Verordening op de heffing en invordering van begrafenisrechten 2015
De raad van de gemeente Zeevang;
gelezen het voorstel van het college van burgemeester en wethouders van 25 november 2014;
gelet op artikel 229, eerste lid, aanhef en onderdelen a en b van de Gemeentewet;
B E S L U I T :
vast te stellen de: VERORDENING OP DE HEFFING EN INVORDERING VAN BEGRAFENISRECHTEN 2015.

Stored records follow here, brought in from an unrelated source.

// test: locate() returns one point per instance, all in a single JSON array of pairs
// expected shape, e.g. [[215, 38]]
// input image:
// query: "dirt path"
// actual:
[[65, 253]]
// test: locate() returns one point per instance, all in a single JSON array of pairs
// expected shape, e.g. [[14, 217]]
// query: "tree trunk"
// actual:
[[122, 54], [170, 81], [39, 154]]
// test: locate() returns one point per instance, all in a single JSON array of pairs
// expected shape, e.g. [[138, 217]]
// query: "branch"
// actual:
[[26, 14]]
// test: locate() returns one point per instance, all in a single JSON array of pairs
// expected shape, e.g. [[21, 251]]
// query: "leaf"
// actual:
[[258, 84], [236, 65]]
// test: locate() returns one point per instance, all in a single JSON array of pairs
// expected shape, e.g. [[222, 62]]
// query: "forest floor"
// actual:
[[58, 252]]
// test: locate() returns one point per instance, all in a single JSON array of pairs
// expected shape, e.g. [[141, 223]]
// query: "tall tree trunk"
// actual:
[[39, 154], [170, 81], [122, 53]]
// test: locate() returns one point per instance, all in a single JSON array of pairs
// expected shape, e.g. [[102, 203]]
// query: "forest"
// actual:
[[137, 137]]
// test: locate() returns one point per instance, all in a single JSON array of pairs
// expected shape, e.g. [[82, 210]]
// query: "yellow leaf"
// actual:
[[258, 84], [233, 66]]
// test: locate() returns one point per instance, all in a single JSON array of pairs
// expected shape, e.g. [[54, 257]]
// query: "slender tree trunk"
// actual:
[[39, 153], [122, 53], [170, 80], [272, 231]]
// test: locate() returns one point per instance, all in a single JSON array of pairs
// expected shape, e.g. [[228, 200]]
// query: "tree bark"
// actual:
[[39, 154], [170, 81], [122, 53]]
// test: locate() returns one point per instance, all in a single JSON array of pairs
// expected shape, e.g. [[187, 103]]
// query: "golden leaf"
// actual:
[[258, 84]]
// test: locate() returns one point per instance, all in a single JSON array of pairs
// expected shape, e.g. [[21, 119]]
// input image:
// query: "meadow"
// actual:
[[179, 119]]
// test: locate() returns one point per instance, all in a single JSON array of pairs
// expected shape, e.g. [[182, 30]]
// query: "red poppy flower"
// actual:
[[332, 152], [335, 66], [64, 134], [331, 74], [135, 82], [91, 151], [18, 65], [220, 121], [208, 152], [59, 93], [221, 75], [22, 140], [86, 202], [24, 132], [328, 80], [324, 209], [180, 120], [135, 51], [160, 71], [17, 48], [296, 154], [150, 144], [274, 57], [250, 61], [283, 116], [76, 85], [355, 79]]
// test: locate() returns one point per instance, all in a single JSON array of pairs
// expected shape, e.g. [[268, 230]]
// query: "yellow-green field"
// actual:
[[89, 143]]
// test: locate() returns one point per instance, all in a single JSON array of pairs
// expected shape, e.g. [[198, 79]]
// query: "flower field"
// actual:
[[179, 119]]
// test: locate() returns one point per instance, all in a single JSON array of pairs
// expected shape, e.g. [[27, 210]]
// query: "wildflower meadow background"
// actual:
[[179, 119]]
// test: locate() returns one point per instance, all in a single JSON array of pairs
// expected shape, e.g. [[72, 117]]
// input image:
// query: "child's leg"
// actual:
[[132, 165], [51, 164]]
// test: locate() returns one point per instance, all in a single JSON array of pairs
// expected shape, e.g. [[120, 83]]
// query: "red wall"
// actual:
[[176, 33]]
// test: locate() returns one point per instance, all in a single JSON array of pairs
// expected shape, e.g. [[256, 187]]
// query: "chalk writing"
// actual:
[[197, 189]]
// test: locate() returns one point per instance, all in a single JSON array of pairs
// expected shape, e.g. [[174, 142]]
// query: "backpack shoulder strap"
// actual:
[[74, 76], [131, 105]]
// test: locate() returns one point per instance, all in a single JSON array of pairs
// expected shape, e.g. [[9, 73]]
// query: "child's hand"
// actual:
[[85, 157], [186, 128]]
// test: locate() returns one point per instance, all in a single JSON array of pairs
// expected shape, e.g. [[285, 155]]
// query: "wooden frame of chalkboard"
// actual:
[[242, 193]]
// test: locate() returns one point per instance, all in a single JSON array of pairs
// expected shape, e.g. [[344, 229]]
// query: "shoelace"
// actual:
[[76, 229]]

Artikel 1 Begripsomschrijvingen
  • a.
    begraafplaats: de begraafplaatsen te Beets, Hobrede, Kwadijk, Middelie, Oosthuizen en Warder;
  • b.
    eigen graf: een graf, grafkelder daaronder begrepen, waarvoor aan een natuurlijk of rechtspersoon het uitsluitend recht is verleend tot:
    • -
      het doen begraven en begraven houden van lijken;
    • -
      het doen bijzetten en bijgezet houden van asbussen met of zonder urnen;
  • c.
    eigen urnengraf: een graf, grafkelder daaronder begrepen, waarvoor voor bepaalde of onbepaalde tijd het uitsluitend recht is verleend tot:
    • -
      het doen bijzetten en bijgezet houden van asbussen met of zonder urnen;
    • -
      het doen verstrooien van as;
  • d.
    algemeen graf: een graf bij de gemeente in beheer waarin aan een ieder gelegenheid wordt geboden tot het doen begraven van lijken;
  • e.
    asbus: een bus ter berging van as van een overledene;
  • f.
    urn: een voorwerp ter berging van één of meer asbussen;
  • g.
    urnennis: een nis, waarvoor voor bepaalde of onbepaalde tijd het recht is verkregen tot het doen bijzetten en bijgezet houden van asbussen of urnen;
  • h.
    verstrooiingsplaats: een permanent daartoe bestemd terrein waarop as wordt verstrooid, dan wel een plaats waarvoor voor bepaalde of onbepaalde tijd het recht is verleend om as te doen verstrooien.
Artikel 2 Belastbaar feit
Op basis van deze verordening worden rechten geheven voor het gebruik van de begraafplaats en
voor het door de gemeente verlenen van diensten in verband met de begraafplaats.
Artikel 3 Belastingplicht
De rechten worden geheven van degene op wiens aanvraag dan wel ten behoeve van wie de dienst
wordt verricht of van degene die van de bezittingen, werken of inrichtingen gebruik maakt.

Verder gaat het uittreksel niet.